En la primera fase de sus resultados, las investigadoras se han centrado en analizar las diferencias lingüísticas entre los personajes femeninos y los masculinos, y han descubierto un dato interesante: en las películas clásicas de la compañía la proporción en la duración del tiempo de conversación de ambos estaba más equilibrada que en las posteriores, a pesar de que en la actualidad veamos estas películas un tanto retrógradas (¿por qué tiene tanta importancia la belleza de Blancanieves? ¿Y por qué Cenicienta no tiene ninguna afición particular más allá de limpiar o coser junto a los animalillos que le ayudan?). En el caso de 'Blancanieves y los siete enanitos' (1937), la proporción es de 50%-50%, mientras que en el de 'Cenicienta' (1950) es de 60%-40% (en favor del género femenino) y en el de 'La bella durmiente' (1959) las mujeres alcanzan el segundo dato más alto de todas las películas analizadas, con el 71% del diálogo. 

¿Y qué pasa con las películas de los 90, producidas en la era de Disney conocida como "El renacimiento"? Pues bien, lo cierto es que la década que arranca con 'La sirenita' (1989) tiene unos resultados notablemente más bajos que la trilogía anterior en cuanto al protagonismo de la mujer en la conversación y, de hecho, en todas ellas el porcentaje de presencia masculina es mayor que el de la femenina.
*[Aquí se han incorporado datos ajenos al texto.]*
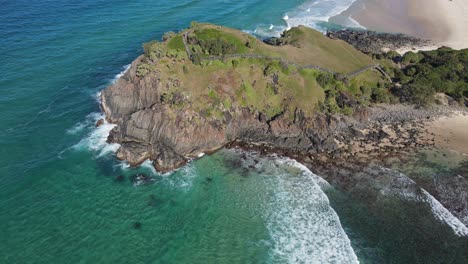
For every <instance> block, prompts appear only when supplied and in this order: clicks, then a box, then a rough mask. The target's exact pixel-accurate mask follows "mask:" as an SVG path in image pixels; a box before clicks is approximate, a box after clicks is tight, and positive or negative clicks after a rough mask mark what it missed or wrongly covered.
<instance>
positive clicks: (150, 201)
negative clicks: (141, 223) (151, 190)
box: [148, 194, 158, 207]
En la película protagonizada por Ariel los personajes masculinos hablan durante el 68% del tiempo, aunque si bien es cierto que en la última parte de la película la malvada Úrsula le arrebata la voz a la protagonista. 

En el caso de 'La bella y la bestia' (1991), donde por suerte Bella disfruta de su aparato vocal durante toda la película, el 71% del tiempo está ocupado con voces masculinas. Esta cifra aumenta hasta el 90% en el caso de 'Aladdin' (1992), aunque aquí podemos comprender que realmente Jasmín no es la verdadera protagonista de la historia. Sí lo es según el título del filme 'Pocahontas' (1995), donde la trama también dificulta la comunicación entre los personajes, pero en la que el 76% del tiempo escuchamos a roles masculinos. El mismo dato alcanza 'Mulan' (1998), teniendo en cuenta que los momentos en los que la protagonista se hace pasar por hombre han sido contados también como mujer.


Finalmente, ¿han dado la vuelta a los resultados títulos como 'Frozen' o 'Brave'? Pues lo cierto es que aunque los últimos roles de género de las princesas Disney muestran a personajes cada vez más independientes y con habilidades propias, tan solo en el título de Pixar, 'Brave' (2012), en el que además se trata de subvertir de manera intencionada el estereotipo de la princesa del cuento, se supera con creces la presencia lingüística femenina sobre la masculina (74%). No sucede lo mismo en el caso de 'Tiana y el sapo' (2009), donde la voz femenina tan solo ocupa el 24% del tiempo; en 'Enredados' (2011), en la que las cifras se equilibran dando un ligero protagonismo a la mujer (52%); o en el de 'Frozen. El Reino del hielo', en la que, pese a tener como protagonistas a las hermanas Elsa y Anna, los personajes masculinos ocupan el 59% de las líneas de diálogo.

Otro dato que también aportan las investigadoras es el hecho de que la trama de las películas de princesas clásicas estaban más centradas que las actuales en la apariencia de los personajes. Aunque esta línea de la investigación aún está en pañales, se puede observar que en esas primeras películas el 55% de los halagos que reciben las mujeres están relacionados con su físico, y solo el 11% con sus habilidades o logros. 

En el caso de las películas de los 90 la primera cifra desciende hasta el 38% y la segunda sube hasta el 23%. Finalmente, en las últimas películas de la compañía parece que el patrón ha logrado invertirse, y los méritos de las princesas parecen estar más ligados a sus habilidades (40%) que a su aspecto físico (22%).